On June 23, 2015, twenty-eight days after the TRO was issued, Defendant filed its motion to vacate. The matter became ripe on July 21, and the Court conducted another telephonic status conference on July 31, 2015. At this status conference, Plaintiffs informed the Court that: (1) they intended to file a motion for preliminary injunction that day; (2) they are now willing to bring their French witnesses to the United States for deposition, despite their previous objection under the French Blocking Statute and Hague Convention; and (3) Plaintiffs' counsel is unavailable for a preliminary injunction hearing during the month of August. The Court set a preliminary injunction hearing for September 9, 2015, and urged Plaintiffs to make their French witnesses available to Defendant for deposition by September 2.

II. Discussion

The issuance of a temporary restraining order or other preliminary injunctive relief is within the sound discretion of the district court.[6] "TROs are supposed to be just what the name suggests-temporary."[7] Under Fed.R.Civ.P. 65(b)(2), a TRO is to "expire[] at the time after entry-not to exceed 14 days-that the court sets, unless before that time the court, for good cause, extends it for a like period or the adverse party consents to a longer extension. The reasons for an extension must be entered in the record." In this case, the Court ordered that the TRO would remain in effect until the merits of the preliminary injunction are considered and determined. The Court understood that this timeframe would be short. At the time it issued the Order, Plaintiffs had represented that they would be bringing their witnesses here from France and both parties appeared willing to quickly prepare for a preliminary injunction hearing, at which time the Court could hear evidence after Defendant had a full and fair opportunity to respond to the motion and obtain evidence to rebut Plaintiffs' motion for injunctive relief.
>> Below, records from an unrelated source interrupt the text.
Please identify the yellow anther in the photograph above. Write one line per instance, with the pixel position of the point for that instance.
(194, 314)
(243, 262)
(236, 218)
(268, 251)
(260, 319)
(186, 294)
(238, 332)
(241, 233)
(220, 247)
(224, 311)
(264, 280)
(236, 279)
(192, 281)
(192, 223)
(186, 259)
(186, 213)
The Court need not have proof of changed circumstances before altering or dissolving a temporary injunction.[8] Nonetheless, circumstances have changed since the TRO hearing. Plaintiffs' position as to producing its French witnesses in this case has been a moving target. At the hearing, Plaintiffs claimed they would produce them, but they later invoked the French Blocking Statute and Hague Convention, claiming that producing these witnesses in the United States could subject them to criminal liability in France. Then, at the July 31 status conference, Plaintiffs agreed to produce them in order to expedite the preliminary injunction process. Moreover, Plaintiffs delayed filing a motion for preliminary injunction and cannot make themselves available for a preliminary injunction hearing until September. The Court and parties clearly anticipated briefing and hearing a motion for preliminary injunction in a more expeditious manner, particularly given the short notice provided to Defendant on the TRO. The Court did not contemplate a more than three-month lag time between its TRO and the preliminary injunction hearing. For all of these reasons, the Court hereby dissolves the TRO under Fed.R.Civ.P. 65. The Court will reconsider Plaintiffs' motion for injunctive relief after the parties have had a full and fair opportunity to brief the motion and present evidence to the Court at the September 9, 2015 hearing.

IT IS THEREFORE ORDERED BY THE COURT that Defendant's Motion to Vacate TRO (Doc. 29) is granted.

IT IS FURTHER ORDERED that Defendant shall have until August 21, 2015 to respond to the Motion for Preliminary Injunction; Plaintiff shall have until September 4, 2015 to reply. The preliminary injunction hearing is set for September 9, 2015 at 9:00 a.m.